At this year’s Academy Awards, Meryl Streep and Lily Tomlin presented an honorary Oscar to director Robert Altman, offering a humorously affectionate and zany example of the Altman touch in their introduction as both actress rambled on, overlapping and interrupting each other. That brief presentation exuded more charm and individuality than anything in the director’s new film, an adaptation of the public radio hit, which features the two actresses in its mid-size ensemble.
Since 1974, Garrison Keillor has written and starred in A Prairie Home Companion, set in the Midwestern town of Lake Wobegon, “where the women are
strong and the men good-looking.” A perceptive and beguiling yarn spinner, Keillor brings the self-effacing and stoic Minnesotan Lutherans to life with
great intimacy. But the film version, instead of employing vignettes or compelling stories similar to the series’ distinctive spirit,
leaves the actors out on a limb with just a bare outline for them to flail on the own, vamping for airtime not unlike a Saturday Night Live sketch
that has a beginning and a middle but no end in sight. (SNL’s Maya Rudolph also appears here, as a glum, gum-smacking, eye-rolling floor manager.
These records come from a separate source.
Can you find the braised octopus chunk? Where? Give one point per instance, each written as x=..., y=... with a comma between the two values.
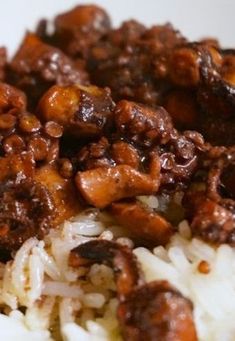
x=37, y=66
x=210, y=206
x=149, y=311
x=144, y=125
x=104, y=185
x=214, y=223
x=105, y=153
x=156, y=311
x=78, y=30
x=17, y=167
x=23, y=131
x=131, y=61
x=26, y=210
x=62, y=191
x=145, y=226
x=12, y=100
x=81, y=111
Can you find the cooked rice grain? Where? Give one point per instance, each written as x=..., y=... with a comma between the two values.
x=58, y=301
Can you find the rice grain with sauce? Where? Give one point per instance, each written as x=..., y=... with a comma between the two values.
x=42, y=298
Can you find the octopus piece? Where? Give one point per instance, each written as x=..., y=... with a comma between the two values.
x=131, y=61
x=25, y=132
x=211, y=208
x=62, y=191
x=145, y=226
x=149, y=311
x=183, y=108
x=26, y=210
x=17, y=167
x=142, y=124
x=157, y=311
x=37, y=66
x=12, y=101
x=81, y=111
x=79, y=29
x=104, y=153
x=214, y=223
x=3, y=63
x=102, y=186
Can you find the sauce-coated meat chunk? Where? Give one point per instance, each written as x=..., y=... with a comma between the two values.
x=78, y=30
x=81, y=111
x=37, y=66
x=157, y=311
x=26, y=210
x=151, y=311
x=104, y=185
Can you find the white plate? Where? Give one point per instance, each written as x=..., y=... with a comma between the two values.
x=194, y=18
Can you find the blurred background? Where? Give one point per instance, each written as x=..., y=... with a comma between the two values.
x=195, y=19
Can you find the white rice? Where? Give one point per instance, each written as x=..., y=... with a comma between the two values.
x=60, y=305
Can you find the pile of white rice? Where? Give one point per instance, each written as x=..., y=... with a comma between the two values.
x=42, y=298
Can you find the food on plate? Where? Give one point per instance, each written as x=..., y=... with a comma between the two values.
x=117, y=183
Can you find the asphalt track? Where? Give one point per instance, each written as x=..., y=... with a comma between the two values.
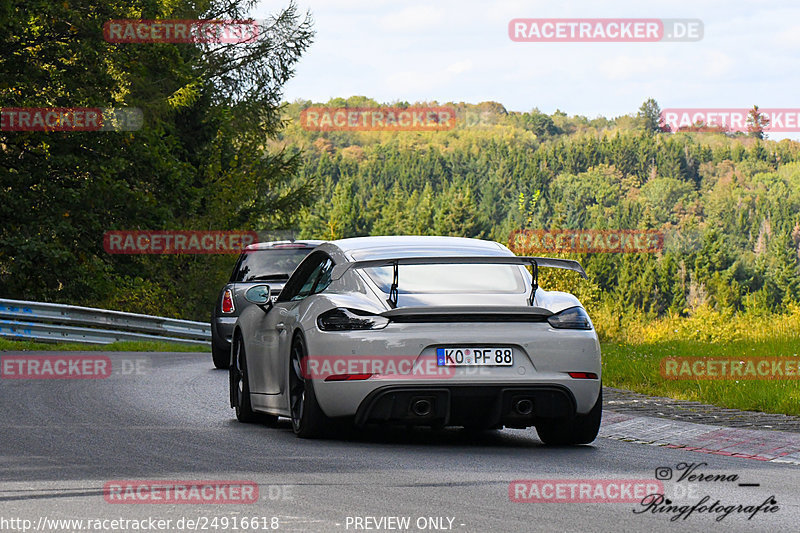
x=165, y=416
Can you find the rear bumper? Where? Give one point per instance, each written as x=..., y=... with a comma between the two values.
x=222, y=331
x=464, y=405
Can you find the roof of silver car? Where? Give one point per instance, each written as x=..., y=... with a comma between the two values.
x=412, y=245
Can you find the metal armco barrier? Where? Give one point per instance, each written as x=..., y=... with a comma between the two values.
x=48, y=322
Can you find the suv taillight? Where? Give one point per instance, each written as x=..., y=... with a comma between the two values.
x=227, y=302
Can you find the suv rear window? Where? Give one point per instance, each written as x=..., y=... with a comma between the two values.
x=271, y=264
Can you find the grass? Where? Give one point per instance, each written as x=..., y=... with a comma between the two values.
x=128, y=346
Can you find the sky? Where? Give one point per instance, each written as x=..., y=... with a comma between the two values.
x=460, y=50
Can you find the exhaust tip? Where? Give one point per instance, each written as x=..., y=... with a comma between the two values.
x=421, y=407
x=524, y=407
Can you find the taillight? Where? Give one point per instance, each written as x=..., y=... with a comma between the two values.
x=227, y=302
x=582, y=375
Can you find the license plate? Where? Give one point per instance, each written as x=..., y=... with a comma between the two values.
x=472, y=356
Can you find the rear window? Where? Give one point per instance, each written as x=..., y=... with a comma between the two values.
x=448, y=279
x=270, y=264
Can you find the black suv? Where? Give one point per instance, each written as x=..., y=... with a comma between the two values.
x=271, y=262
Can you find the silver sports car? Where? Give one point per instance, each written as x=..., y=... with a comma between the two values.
x=436, y=331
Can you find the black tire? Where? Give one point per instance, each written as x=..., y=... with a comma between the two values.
x=240, y=387
x=308, y=420
x=220, y=356
x=582, y=429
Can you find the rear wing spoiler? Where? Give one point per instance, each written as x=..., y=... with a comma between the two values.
x=535, y=262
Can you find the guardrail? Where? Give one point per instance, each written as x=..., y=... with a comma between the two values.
x=20, y=319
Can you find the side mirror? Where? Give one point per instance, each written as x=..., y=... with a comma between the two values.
x=259, y=295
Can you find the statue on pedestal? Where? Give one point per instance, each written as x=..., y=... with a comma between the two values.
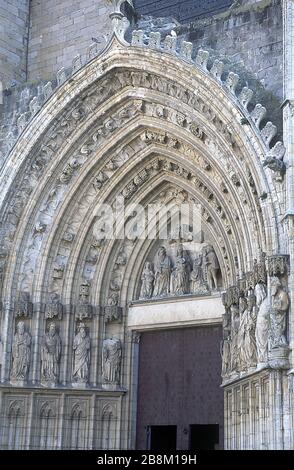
x=162, y=268
x=50, y=355
x=21, y=350
x=212, y=267
x=280, y=305
x=111, y=360
x=81, y=349
x=180, y=274
x=262, y=324
x=147, y=279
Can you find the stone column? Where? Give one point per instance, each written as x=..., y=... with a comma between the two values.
x=288, y=116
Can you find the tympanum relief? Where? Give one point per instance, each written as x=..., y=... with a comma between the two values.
x=181, y=269
x=255, y=320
Her character’s disdain for her surroundings will rub off on the film’s audience.)
The threadbare plot occurs during the last fictional broadcast of PHC. The program’s radio station has been sold and the Axeman (Tommy Lee Jones)
has eyed Keillor’s show for cancellation. Filmed at the Fitzgerald Theatre in St. Paul, the home base of the actual series, all of the show’s sets will
soon be dismantled, the cast and crew disbanded. Guarding the backstage is Guy Noire, private eye (Kevin Kline), one of the radio characters brought to life, along with the singing cowboys Dusty (Woody Harrelson) and Lefty (John C. Reilly). Also appearing for the last hurrah are the Johnson Sisters – Yolanda (Streep) and Rhonda (Tomlin). Yolanda’s teenager daughter Lola (Lindsay Lohan) straggles behind her mother and aunt. And as always, Keillor emcees. But the Altman touch is more of a push, with Tomlin speaking almost non-stop more for effect than for substance, lest the audience realize that there really is nothing going on here. The sense of place that Keillor captures over the airwaves is only half-heartedly attempted (at least Streep adds a Fargoesque-speak to her arsenal of accents), while a chunk of the film is taken over by Virginia Madsen as a beautiful blond angel of death sauntering backstage on the lookout for her next victim.
Although there’s an attempt to replicate the radio show’s annual April Fools' Day tribute to bad jokes in a Dusty and Lefty singing duet,
the humor is strained, from the farts of a decomposing corpse to Kline’s pratfalls – the cast’s meandering improv might have worked if
the characters had some objectives. Kline appears to be especially lost as to what to do; his character kills time by becoming fascinated by the
blinking red light of the backstage phone and even at one point offers champagne to a very pregnant Maya Rudolph. Amid the veterans and Academy Award winners, it’s Lindsay Lohan who appears relaxed rather than desperate to be funny. Although she is mostly an observer, even Lola has a clichéd moment in the sun when she is thrust on stage for the first time to sing on her own (but having dropped the song’s lyrics in the dressing room, she must fumble her way through “Frankie & Johnny” in yet another painful attempt at humor.) Lohan’s latest film makes the mild Mean Girls look better and better.